Um estudo realizado no início deste ano descobriu que mesmo que substituíssemos metade do nosso consumo de carne e laticínios por alternativas à base de vegetais, isso reduziria o número de pessoas subnutridas em 31 milhões – um declínio de 3,6% a nível mundial. Como Nico Muzi, diretor administrativo da Madre Brava, disse à Green Queen no mês passado: “A carne é uma forma muito ineficiente de produzir proteínas baratas e insustentáveis ​​para uma população mundial em crescimento. Por razões de segurança alimentar, os líderes mundiais deveriam procurar aumentar a produção de proteaginosas e reduzir a produção de carne bovina.



O Flood concentrou-se nos aspectos económicos da produção de carne, mas ignorou completamente o custo ambiental. Uma peesquisa recente da Compassion in World Farming, uma organização de defesa dos animais, afirma que os americanos precisam reduzir o consumo de carne em 82%, se quiserem evitar desastres climáticos semelhante às inundações na cidade de Nova York no longo prazo.

Depois há Hinson, que criticou o “ativismo anti-agricultura” sem perceber que o cultivo de culturas alimentares também é, na verdade, agricultura. O seu ataque à China é, na melhor das hipóteses, ignorante e, na pior, um caso flagrante de xenofobia (lol). Ela afirmou que a China é o pior poluidor do mundo, uma afirmação manifestamente incorreta. Essa honra pertence aos países do Golfo, que têm as maiores emissões per capita. Os EUA seguem de perto, mas aqui estão alguns dados para Hinson: desde 1850, nenhum país liberou mais carbono na atmosfera do que os EUA, que representa 20% de todas as emissões globais.



Desviar a questão para culpar a China é algo enraizado na recente retórica republicana. Donald Trump costumava fazer isso repetidas vezes, especialmente depois que a pandemia chegou. Falando num debate primário republicano no início deste ano, Nikki Haley, embaixadora do país na ONU sob o comando do ex-presidente, transferiu toda a responsabilidade de mitigação para a China e a Índia, ecoado por Tim Scott, da Carolina do Sul (que também incluiu a África nessa lista).

Declarações como as feitas por Hinson são tentativas perigosas de espalhar desinformação (e ódio) entre o público e precisam ser interrompidas. Mas esses políticos não estão sozinhos na promoção da carne: o representante da Câmara da Flórida, Tyler Sirois, propôs uma proibição da carne cultivada no estado, o que está atualmente sob consideração. Outro membro do partido, Vivek Ramaswamy, negou totalmente a existência de mudanças climáticas.
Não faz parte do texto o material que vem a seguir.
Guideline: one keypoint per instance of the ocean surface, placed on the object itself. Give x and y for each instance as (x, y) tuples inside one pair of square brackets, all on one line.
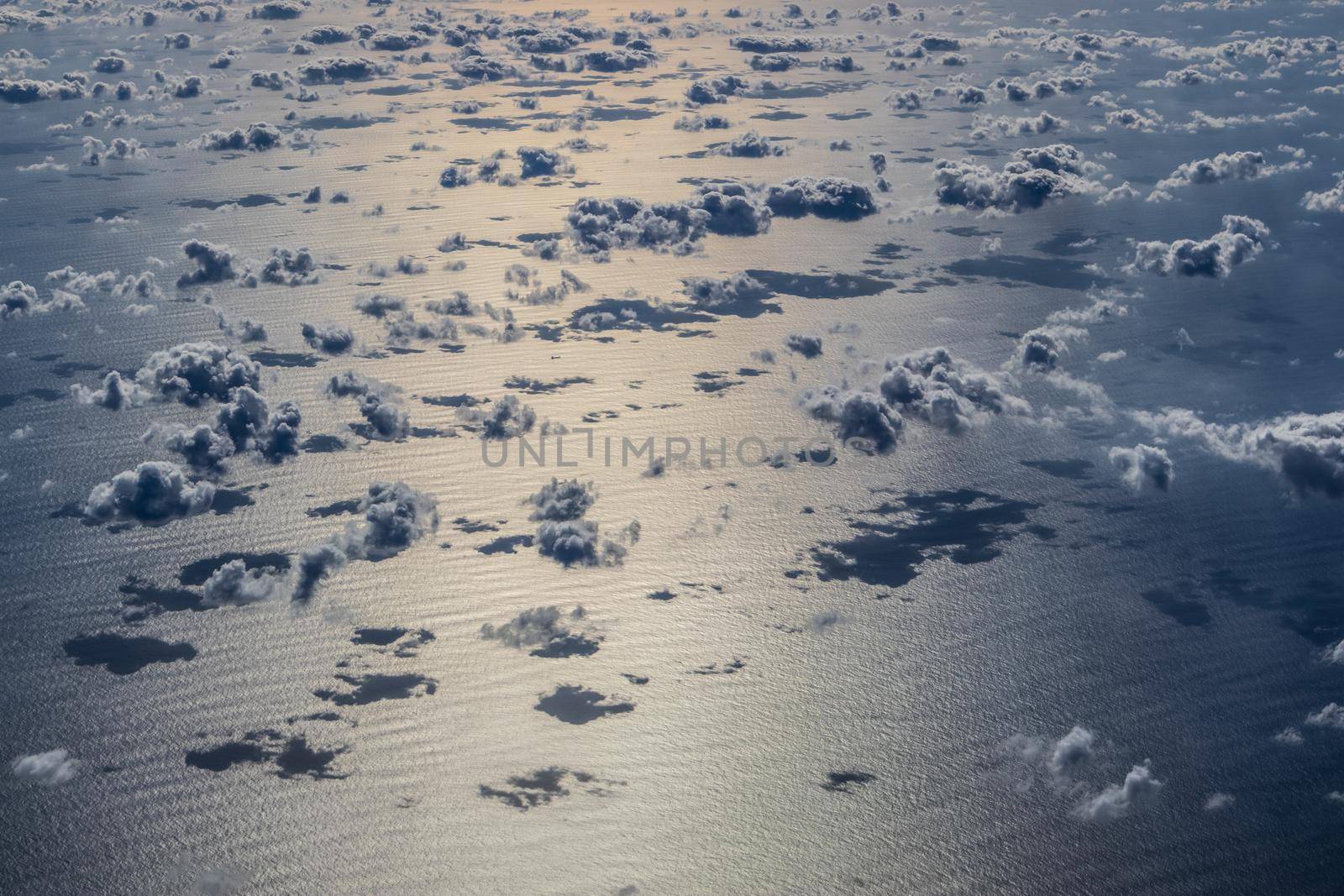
[(1055, 611)]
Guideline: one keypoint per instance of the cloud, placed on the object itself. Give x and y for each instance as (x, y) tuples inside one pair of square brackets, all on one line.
[(858, 416), (277, 9), (1144, 466), (255, 137), (194, 372), (804, 344), (550, 631), (1328, 201), (289, 268), (1241, 239), (20, 300), (396, 516), (985, 127), (49, 768), (333, 338), (376, 403), (336, 69), (945, 391), (1307, 450), (750, 145), (835, 197), (154, 492), (577, 543), (1119, 801), (711, 90), (773, 43), (1072, 752), (120, 149), (710, 293), (1030, 181), (539, 161), (622, 60), (562, 500), (503, 419), (114, 394), (26, 90), (237, 584), (1221, 168), (214, 264)]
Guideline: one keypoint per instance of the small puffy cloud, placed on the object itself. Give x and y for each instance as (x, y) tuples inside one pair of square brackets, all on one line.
[(114, 394), (858, 416), (538, 161), (987, 127), (1030, 181), (945, 391), (562, 500), (378, 403), (1119, 801), (550, 631), (20, 300), (503, 419), (289, 268), (394, 517), (804, 344), (1144, 466), (214, 264), (255, 137), (237, 584), (49, 768), (331, 338), (120, 149), (1072, 752), (1241, 239), (837, 197), (1327, 201)]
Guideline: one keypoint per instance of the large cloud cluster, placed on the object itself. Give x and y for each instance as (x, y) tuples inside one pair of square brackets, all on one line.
[(1307, 450), (564, 533), (394, 517), (598, 226), (336, 69), (244, 423), (1221, 168), (195, 372), (255, 137), (931, 385), (154, 492), (24, 90), (1030, 181), (1240, 239)]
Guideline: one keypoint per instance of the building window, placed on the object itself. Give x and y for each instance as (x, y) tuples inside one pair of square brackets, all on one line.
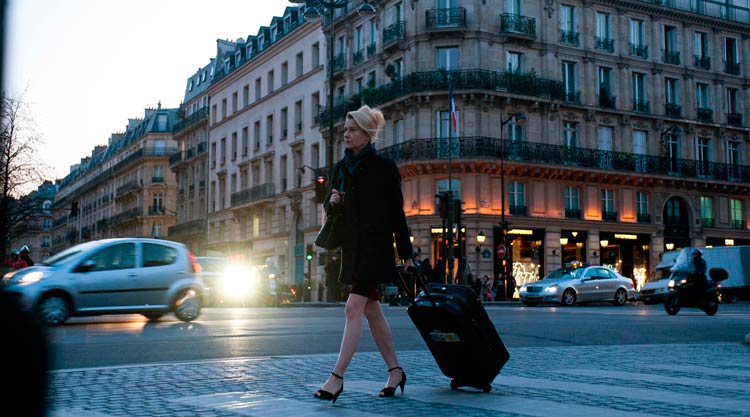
[(448, 58), (570, 134), (517, 197), (640, 99), (707, 211), (638, 45), (736, 214), (703, 156), (642, 208), (571, 195), (609, 212)]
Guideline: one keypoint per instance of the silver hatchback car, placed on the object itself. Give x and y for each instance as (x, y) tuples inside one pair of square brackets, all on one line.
[(152, 277)]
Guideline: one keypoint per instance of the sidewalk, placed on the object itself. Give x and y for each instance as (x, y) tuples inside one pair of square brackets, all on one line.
[(635, 380)]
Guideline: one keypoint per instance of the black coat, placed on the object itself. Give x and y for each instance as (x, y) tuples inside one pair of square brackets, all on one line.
[(373, 212)]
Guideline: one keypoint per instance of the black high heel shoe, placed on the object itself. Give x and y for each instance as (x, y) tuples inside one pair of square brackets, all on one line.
[(327, 396), (390, 391)]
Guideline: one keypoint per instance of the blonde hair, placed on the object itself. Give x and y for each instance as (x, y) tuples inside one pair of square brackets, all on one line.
[(368, 119)]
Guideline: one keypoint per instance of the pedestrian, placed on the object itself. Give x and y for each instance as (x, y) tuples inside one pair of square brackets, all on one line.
[(15, 262), (25, 255), (333, 268), (371, 204)]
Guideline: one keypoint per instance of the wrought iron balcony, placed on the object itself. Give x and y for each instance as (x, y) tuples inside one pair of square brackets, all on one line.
[(569, 37), (734, 119), (703, 62), (610, 216), (672, 57), (446, 18), (557, 155), (517, 24), (524, 84), (641, 51), (251, 195), (605, 44), (394, 33), (641, 106), (607, 100), (572, 213), (673, 110), (732, 68), (739, 224), (705, 115)]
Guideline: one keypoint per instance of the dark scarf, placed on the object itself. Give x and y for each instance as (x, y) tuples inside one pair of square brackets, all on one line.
[(352, 161)]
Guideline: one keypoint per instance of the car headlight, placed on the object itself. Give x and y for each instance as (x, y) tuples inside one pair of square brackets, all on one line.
[(31, 277)]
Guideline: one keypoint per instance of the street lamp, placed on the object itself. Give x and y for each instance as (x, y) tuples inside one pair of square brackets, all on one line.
[(312, 13), (480, 240), (519, 118)]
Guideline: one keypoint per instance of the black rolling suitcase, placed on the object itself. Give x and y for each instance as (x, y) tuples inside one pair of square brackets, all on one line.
[(461, 337)]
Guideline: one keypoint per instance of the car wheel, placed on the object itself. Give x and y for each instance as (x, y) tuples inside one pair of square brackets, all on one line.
[(54, 310), (187, 305), (569, 297), (621, 297)]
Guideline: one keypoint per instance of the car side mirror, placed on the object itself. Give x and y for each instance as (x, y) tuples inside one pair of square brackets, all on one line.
[(86, 266)]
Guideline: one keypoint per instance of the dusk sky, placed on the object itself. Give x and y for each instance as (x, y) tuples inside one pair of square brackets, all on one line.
[(87, 66)]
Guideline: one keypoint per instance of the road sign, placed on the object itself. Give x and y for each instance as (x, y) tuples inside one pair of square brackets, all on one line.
[(501, 251)]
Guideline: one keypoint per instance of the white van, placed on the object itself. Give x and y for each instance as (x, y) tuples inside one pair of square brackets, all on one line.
[(654, 290)]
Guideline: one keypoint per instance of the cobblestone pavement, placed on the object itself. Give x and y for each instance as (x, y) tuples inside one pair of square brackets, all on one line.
[(633, 380)]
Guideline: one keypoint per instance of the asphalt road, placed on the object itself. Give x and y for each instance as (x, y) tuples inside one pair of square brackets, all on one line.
[(261, 332)]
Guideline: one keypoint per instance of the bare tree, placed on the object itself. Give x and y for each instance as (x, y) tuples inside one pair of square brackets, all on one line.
[(20, 166)]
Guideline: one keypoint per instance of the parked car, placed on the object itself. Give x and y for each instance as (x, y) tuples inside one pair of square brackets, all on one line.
[(152, 277), (579, 285), (227, 283)]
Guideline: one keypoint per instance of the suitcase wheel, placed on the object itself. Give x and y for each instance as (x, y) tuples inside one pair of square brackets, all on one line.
[(485, 387)]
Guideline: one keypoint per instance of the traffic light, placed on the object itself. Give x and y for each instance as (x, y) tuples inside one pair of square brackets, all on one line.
[(321, 189), (443, 204)]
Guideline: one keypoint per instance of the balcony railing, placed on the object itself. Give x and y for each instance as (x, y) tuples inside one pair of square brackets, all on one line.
[(672, 57), (703, 62), (514, 23), (394, 33), (572, 213), (569, 37), (641, 106), (547, 154), (446, 18), (260, 192), (713, 8), (638, 50), (734, 119), (705, 115), (605, 44), (524, 84), (673, 110)]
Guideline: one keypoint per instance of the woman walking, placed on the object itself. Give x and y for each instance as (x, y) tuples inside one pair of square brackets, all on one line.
[(370, 201)]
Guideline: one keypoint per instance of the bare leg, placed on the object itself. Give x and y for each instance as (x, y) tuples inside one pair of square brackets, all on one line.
[(381, 333), (355, 307)]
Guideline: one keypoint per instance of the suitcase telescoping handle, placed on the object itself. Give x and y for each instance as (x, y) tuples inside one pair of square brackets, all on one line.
[(403, 270)]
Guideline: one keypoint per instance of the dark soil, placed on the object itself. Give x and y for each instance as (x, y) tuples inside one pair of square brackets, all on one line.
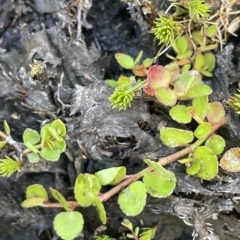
[(73, 89)]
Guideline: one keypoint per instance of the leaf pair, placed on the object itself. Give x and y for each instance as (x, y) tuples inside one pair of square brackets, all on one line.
[(49, 144)]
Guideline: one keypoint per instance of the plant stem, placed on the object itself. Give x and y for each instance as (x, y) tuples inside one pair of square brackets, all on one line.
[(162, 161)]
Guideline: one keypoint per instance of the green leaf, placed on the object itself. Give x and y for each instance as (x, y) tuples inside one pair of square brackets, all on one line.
[(87, 186), (200, 106), (202, 130), (6, 128), (211, 31), (180, 114), (185, 81), (2, 144), (194, 168), (59, 127), (36, 190), (215, 112), (147, 62), (60, 145), (166, 96), (31, 147), (197, 37), (133, 199), (231, 160), (33, 202), (137, 59), (124, 60), (160, 185), (9, 166), (208, 161), (173, 137), (124, 81), (216, 143), (111, 83), (59, 197), (54, 134), (111, 176), (158, 76), (33, 157), (199, 62), (50, 154), (68, 224), (100, 209), (31, 136), (199, 91)]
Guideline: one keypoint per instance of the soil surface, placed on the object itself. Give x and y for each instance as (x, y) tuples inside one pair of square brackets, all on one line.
[(76, 60)]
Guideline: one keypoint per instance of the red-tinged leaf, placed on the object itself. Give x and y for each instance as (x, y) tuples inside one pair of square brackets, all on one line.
[(139, 70), (149, 91), (158, 76), (215, 112)]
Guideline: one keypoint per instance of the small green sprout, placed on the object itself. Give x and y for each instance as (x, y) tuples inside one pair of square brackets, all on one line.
[(166, 30), (8, 166), (234, 102)]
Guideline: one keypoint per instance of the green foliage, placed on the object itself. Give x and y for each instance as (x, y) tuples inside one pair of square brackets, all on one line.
[(49, 144), (146, 233), (133, 198), (111, 176), (8, 166), (166, 29), (173, 137)]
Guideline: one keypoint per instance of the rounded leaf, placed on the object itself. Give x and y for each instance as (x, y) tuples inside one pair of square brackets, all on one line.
[(215, 112), (68, 224), (124, 60), (111, 176), (31, 136), (59, 127), (133, 198), (111, 83), (231, 160), (36, 190), (60, 198), (87, 186), (216, 143), (160, 185), (173, 137), (208, 161), (185, 81), (166, 96), (180, 114), (199, 62), (200, 106), (147, 62), (202, 130), (158, 76), (33, 157), (50, 154)]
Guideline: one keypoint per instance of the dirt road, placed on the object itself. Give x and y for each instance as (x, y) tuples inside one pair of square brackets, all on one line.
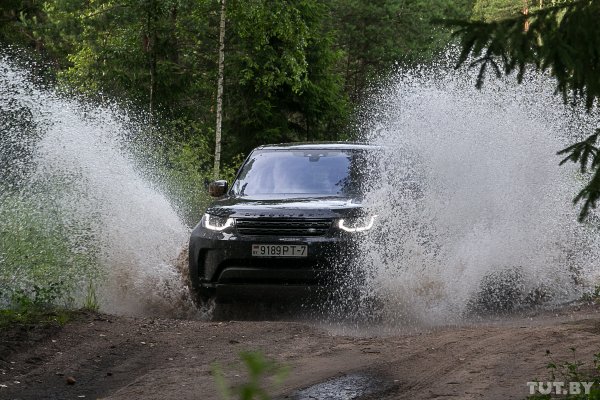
[(104, 356)]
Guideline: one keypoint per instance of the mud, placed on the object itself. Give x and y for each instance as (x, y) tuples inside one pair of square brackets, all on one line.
[(110, 357)]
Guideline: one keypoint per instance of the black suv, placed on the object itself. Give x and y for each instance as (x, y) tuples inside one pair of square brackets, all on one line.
[(287, 225)]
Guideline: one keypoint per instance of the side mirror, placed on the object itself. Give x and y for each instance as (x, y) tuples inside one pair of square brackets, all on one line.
[(217, 188)]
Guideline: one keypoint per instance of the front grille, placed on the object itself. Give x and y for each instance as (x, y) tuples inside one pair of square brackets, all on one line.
[(283, 227)]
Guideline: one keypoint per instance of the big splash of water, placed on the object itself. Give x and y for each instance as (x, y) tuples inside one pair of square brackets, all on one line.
[(72, 164), (475, 212)]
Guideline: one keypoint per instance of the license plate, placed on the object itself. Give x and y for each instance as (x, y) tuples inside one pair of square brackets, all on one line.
[(279, 250)]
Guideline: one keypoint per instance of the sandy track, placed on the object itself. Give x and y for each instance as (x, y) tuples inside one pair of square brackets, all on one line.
[(133, 358)]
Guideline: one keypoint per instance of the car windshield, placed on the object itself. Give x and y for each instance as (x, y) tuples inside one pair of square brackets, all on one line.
[(302, 173)]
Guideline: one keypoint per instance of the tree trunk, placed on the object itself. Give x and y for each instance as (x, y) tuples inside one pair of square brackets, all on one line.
[(220, 93)]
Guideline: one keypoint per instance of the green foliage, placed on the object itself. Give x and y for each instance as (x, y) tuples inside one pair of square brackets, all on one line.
[(562, 40), (375, 36), (262, 374), (33, 316), (40, 264)]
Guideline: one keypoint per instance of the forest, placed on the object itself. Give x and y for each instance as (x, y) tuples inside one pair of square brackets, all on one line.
[(294, 70)]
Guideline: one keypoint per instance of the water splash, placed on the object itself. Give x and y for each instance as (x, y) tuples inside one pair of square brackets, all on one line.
[(76, 167), (475, 213)]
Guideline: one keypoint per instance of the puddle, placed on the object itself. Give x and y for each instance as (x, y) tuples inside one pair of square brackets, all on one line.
[(346, 387)]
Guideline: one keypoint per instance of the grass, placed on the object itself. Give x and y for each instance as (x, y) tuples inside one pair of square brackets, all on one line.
[(47, 256), (34, 316)]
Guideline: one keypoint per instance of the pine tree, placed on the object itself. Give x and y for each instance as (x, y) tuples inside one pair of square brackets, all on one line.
[(561, 39)]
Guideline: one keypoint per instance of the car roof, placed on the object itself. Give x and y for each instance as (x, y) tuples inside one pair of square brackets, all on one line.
[(319, 146)]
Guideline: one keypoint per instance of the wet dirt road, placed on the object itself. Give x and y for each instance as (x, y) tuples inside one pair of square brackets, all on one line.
[(111, 357)]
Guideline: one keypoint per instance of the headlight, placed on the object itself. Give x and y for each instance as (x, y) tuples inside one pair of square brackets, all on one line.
[(216, 223), (359, 224)]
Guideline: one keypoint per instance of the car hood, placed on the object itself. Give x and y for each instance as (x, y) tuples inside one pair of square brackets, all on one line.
[(275, 208)]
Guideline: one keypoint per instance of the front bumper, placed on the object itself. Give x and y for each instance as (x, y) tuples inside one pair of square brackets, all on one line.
[(222, 264)]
O que é quase engraçado é que este esforço da Flood – que parece mais um golpe para chamar a atenção do que uma tentativa sincera de salvaguardar os agricultores – parece ter respondido ao relatório errado da ONU. A FAO não recomendou explicitamente a redução no consumo de carne, pela qual criticava veementemente a ONU. Um relatório que o fez foi o do PNUMA, divulgado na sexta-feira passada, endossou proteínas alternativas em vez de carne e laticínios para melhores resultados de saúde e climáticos.

Parece que Flood estava latindo para o cavalo errado. E ele nem fez isso bem.